Yesterday I got chatting to the person sitting next to me in a coffee shop. He’s an international student in London. He had an awful experience that depicts the state of higher education in the UK for international students.
He came to London two years ago, he had studied in three institutes across London, two of those went bankrupt and had to close. His fees were never paid back. After the first bankruptcy he had to pay £2000 to get into another college – and again the college went bankrupt and he had to repeat the fee paying process for a third time.

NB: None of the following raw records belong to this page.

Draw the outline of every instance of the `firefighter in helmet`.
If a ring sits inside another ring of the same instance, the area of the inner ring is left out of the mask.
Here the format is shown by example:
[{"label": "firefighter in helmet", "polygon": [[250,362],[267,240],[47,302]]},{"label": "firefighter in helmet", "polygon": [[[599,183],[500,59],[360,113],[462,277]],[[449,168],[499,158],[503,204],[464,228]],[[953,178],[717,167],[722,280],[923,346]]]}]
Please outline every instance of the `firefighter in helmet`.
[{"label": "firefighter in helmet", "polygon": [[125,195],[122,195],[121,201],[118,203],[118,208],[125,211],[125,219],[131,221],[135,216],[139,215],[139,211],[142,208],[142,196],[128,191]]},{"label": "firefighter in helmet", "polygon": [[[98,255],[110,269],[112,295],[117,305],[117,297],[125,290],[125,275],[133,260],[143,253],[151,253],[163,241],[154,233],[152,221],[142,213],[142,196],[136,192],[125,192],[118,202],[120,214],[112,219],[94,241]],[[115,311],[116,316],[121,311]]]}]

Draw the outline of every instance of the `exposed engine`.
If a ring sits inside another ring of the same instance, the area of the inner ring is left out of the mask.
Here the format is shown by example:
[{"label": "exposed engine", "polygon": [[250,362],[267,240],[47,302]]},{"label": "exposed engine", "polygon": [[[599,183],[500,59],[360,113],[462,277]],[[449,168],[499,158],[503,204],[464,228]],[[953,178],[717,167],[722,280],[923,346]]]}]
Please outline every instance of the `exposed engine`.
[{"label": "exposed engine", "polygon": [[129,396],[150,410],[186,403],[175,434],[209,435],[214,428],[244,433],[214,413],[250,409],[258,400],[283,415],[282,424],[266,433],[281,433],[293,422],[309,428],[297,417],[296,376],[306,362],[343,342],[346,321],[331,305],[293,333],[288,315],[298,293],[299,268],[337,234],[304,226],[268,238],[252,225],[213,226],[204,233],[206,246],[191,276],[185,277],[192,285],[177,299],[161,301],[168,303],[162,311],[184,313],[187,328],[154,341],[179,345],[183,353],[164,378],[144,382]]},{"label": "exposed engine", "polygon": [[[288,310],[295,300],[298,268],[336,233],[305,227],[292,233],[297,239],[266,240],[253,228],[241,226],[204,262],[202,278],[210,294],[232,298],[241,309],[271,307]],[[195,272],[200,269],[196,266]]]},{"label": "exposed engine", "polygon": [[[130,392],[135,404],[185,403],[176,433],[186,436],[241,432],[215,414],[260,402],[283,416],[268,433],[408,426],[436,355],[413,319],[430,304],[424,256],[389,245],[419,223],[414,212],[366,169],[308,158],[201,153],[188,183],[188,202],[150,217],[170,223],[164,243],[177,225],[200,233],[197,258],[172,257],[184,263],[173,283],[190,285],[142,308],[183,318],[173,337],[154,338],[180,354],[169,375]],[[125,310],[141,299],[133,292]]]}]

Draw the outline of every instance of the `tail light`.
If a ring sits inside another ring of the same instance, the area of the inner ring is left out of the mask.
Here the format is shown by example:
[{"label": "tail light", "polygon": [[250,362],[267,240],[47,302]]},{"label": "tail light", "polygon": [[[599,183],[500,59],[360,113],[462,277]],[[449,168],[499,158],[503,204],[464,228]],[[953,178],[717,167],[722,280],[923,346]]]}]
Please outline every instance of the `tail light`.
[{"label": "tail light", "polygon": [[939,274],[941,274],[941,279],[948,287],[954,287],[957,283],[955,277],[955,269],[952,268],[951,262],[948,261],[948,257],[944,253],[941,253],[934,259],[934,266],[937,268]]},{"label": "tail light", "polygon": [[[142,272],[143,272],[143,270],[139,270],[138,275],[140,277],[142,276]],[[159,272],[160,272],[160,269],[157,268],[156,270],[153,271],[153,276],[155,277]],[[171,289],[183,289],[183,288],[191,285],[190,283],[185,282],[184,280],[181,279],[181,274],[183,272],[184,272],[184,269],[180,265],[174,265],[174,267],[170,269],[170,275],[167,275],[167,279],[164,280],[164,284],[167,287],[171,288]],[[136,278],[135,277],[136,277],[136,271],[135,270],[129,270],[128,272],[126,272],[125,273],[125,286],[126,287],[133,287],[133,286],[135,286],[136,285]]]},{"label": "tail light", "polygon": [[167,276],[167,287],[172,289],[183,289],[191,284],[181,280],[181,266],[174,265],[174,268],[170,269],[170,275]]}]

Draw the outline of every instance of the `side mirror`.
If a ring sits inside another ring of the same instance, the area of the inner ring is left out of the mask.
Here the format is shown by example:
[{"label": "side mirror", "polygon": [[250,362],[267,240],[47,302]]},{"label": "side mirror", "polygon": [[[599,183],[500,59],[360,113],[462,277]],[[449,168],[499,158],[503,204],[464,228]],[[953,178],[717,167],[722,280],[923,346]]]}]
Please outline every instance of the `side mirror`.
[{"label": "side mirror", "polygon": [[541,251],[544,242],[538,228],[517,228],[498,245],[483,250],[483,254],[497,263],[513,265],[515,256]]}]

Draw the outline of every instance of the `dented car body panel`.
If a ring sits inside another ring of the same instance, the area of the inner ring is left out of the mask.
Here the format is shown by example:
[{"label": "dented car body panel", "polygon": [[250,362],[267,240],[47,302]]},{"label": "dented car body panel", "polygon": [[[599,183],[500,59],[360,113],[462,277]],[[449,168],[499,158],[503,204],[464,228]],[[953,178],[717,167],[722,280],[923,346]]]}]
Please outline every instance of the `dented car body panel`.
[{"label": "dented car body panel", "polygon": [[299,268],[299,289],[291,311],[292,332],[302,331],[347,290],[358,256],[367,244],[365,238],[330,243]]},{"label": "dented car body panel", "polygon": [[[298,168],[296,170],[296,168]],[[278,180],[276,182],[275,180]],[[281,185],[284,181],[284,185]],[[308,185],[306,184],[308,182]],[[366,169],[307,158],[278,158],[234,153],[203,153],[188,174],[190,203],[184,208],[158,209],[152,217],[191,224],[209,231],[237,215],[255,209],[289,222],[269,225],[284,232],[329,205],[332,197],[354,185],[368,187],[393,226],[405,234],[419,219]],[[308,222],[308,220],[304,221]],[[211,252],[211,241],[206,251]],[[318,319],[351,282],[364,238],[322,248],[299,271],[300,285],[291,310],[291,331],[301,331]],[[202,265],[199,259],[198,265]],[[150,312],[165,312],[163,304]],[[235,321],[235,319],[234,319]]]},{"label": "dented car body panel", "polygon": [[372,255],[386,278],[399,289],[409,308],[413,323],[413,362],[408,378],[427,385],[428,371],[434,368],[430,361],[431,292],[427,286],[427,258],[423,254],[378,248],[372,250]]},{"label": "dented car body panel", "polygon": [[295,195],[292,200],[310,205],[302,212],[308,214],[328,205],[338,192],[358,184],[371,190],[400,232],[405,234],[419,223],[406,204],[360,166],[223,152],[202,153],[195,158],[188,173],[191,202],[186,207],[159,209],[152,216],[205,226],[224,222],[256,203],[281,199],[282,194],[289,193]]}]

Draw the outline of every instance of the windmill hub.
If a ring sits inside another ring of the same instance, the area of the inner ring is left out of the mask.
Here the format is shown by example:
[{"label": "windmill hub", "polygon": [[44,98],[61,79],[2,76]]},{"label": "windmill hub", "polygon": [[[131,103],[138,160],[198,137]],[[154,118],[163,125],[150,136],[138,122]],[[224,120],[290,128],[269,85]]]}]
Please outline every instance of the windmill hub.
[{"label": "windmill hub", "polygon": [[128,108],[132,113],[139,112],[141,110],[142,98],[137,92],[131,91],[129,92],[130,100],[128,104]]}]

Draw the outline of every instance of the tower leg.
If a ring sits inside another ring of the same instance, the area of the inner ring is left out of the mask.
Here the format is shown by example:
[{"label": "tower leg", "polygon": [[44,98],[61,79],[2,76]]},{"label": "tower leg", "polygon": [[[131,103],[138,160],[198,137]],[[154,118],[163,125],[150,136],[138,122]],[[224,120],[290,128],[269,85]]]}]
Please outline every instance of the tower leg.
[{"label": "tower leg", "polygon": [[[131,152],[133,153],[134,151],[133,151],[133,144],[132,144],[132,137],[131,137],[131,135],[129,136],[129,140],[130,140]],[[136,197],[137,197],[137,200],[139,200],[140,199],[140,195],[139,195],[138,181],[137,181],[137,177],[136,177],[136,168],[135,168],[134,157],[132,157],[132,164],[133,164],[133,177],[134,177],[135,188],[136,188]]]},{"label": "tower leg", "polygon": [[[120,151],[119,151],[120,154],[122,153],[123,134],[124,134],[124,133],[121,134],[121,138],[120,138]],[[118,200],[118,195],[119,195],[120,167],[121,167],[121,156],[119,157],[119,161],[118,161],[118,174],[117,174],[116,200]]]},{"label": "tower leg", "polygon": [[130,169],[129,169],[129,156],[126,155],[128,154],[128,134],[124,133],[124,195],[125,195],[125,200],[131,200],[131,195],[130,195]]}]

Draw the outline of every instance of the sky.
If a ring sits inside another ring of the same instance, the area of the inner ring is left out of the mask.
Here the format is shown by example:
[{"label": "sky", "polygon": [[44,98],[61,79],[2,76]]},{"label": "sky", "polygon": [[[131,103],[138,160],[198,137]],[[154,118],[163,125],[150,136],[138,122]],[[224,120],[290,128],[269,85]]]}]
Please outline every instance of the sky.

He was angry at the government because he said they are doing nothing to stop the mushrooming growth of bogus institutes and certification agencies popping up around the country and defrauding international students. With the UKBA Tier4 evaluation system, the government allows colleges to invite international students as they please, they enrol them and charge heavy fees – usually £6000 – £10,000 per year – up front. But the UKBA is able to cancel the international status (Tier4 sponsoring status) of those institutes within two years with no obligation upon them to financially compensate the devastated international students. Usually colleges close down their premises after they lose their Tier 4 sponsoring status. Nobody can then trace the owners and find out what happened to them or all the money afterwards.
He said that the institutes he attended were quite strange. For example, his second institute was in an old building near central London with the reception in a small office on 2nd floor; one classroom on the ground floor and two on the 3rd floor – that was it! The classrooms were shared with other colleges that had different receptions in the same building. Other neighbouring offices in the building were mainly those of travel agents, city traders, lawyers, currency exchanges and massage parlours. To his surprise, the college was listed as ‘highly trusted institute’ in the list of UKBA for sponsoring Tier 4 Visa for international students.
He explained, “Once their institute is closed, UKBA gives students a very short time to enrol in another institute otherwise they face being locked up in an immigration detention centre and forcibly deported. Although the international student’s visa is still valid, UKBA asks students to re-apply for a new visa with the new CAS letter from their newly enrolled institute. Students have to pay heavy fees for this to UKBA. I’ve seen my friends, not having enough money to enrol in another college or to pay the visa fee, being handcuffed, dragged in the streets from their rooms and pushed into police vans – ultimately ending up in immigration detention centres and then deported. Almost all of them hire expensive lawyers while in detention, but still they are deported.
The UKBA is profiting; bogus institutes are profiting; and lawyers are profiting out of all this. International students and their families are destroyed in this process.
Police took another of my friends into detention. His institute closed down after one year. Although his switching-over period had not ended and he was about to enrol in another college the police still took him. He explained everything to the authorities but they didn’t listen and put him in a detention centre. He called me for help. Me and my other friends arranged a lawyer for him who helped his release from a detention centre. The lawyer charged £1800 for his services to which we all contributed and helped our friend in need.
He was frightened and also became sick. He was afraid to go to the doctor as he didn’t want to end up in a detention centre again. We’ve given him paracetamol – but he is getting weaker and I think he needs to see a doctor. But he won’t listen to us and says it would be better to die than to return to his country without a degree. He said that his parents took heavy loans to send him to the UK for a degree – and can’t go back without this because he won’t get a job back home and won’t be able to contribute to his father’s medical and hospital expenses.”
Explaining his own financial condition, he continued, “To cover my recurring high fees I had to work in the chicken and chips shop in London for £4 per hour in the evenings. Yes, I know, the salary is very little but I was better-off than most of my buddies. My friends were hired for 10 days probation without salary and then they were fired during their probation period. The shop owners lay off everybody within the probation period. But luckily we have family connections with the owners of the shop back home so they hired me after the probation period.
I got fed up with the raids on the shop by the authorities – they questioned me every time. Luckily, I found another job with a security company where I have to work from 6pm-6am. I sleep 3 hours per day. The problem of finding a job with a well known company has got a little easier than in previous years. Now it’s possible to get a job with a well known company, but with similar pay and working conditions as in the chicken and chips shop.”
I asked him why he didn’t just leave this miserable life and go back home? He explained that his parents spent a lot of money sending him to study in the United Kingdom, money they got through loans. He can’t go back without a degree – he wouldn’t get a job and there would be serious consequences for his family.
After listening to the whole of his story I was wondering whether this is someone who needs the horrors of capitalism explained to him. Probably not. This is a student who is living those horrors and who needs a revolutionary socialist solution to his problems.